Montreal: Dogme pioneer and Danish director Lars von Trier’s Dancer in the Dark won the Palme d’Or at the 53rd Cannes International Film Festival. The film stars Catherine Deneuve and quirky Euro pop star Bjork and is the first top prize winner to be shot in digital video.
A Denmark/France/Sweden coproduction, Dancer has been acquired for u.s. distribution by Fine Line Features. In Canada, Odeon Films, a unit of Alliance Atlantis Communications, will distribute in English. Film Tonic will distribute in the French-track Quebec market.
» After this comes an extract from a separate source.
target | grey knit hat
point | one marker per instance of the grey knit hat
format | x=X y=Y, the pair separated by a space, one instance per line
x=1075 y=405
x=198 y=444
Guy Gagnon, president of Alliance Atlantis Vivafilm, says aac’s acquisition market was especially low-key this year, although the company did pick up Harry, ‘a surprising French thriller in the Hitchcock tradition.’
Lions Gate Films acquired North American rights to Ken Loach’s working-class sister drama Bread and Roses, as well as u.s. rights to Patrice Leconte’s $25-million France/Canada historical coproduction La Veuve de Saint-Pierre/The Widow of St. Pierre. Alliance Atlantis will distribute in Canada.
Bravo! station manager Paul Gratton didn’t acquire any product at Cannes. Instead, he screened prebought titles including Arto Paragamian’s Two Thousand and None.
‘It’s rare to find great films ready for acquisition for the North American market, although a few were picked up by Miramax. Certainly Quebec distributors were very active in picking up European films,’ says the Toronto-based broadcaster.
And while Denys Arcand’s Stardom (Alliance Atlantis) was the first Canadian movie ever selected to wrap the festival, all reports from the Cote d’Azur indicate the Canadian profile in 2000 was generally low-key. ‘It wasn’t a great year for Canadian cinema at Cannes, but we were better off than Italy and other countries [Germany, for one],’ says Gratton. ‘It’s cyclical and there’s still a lot to look forward to.’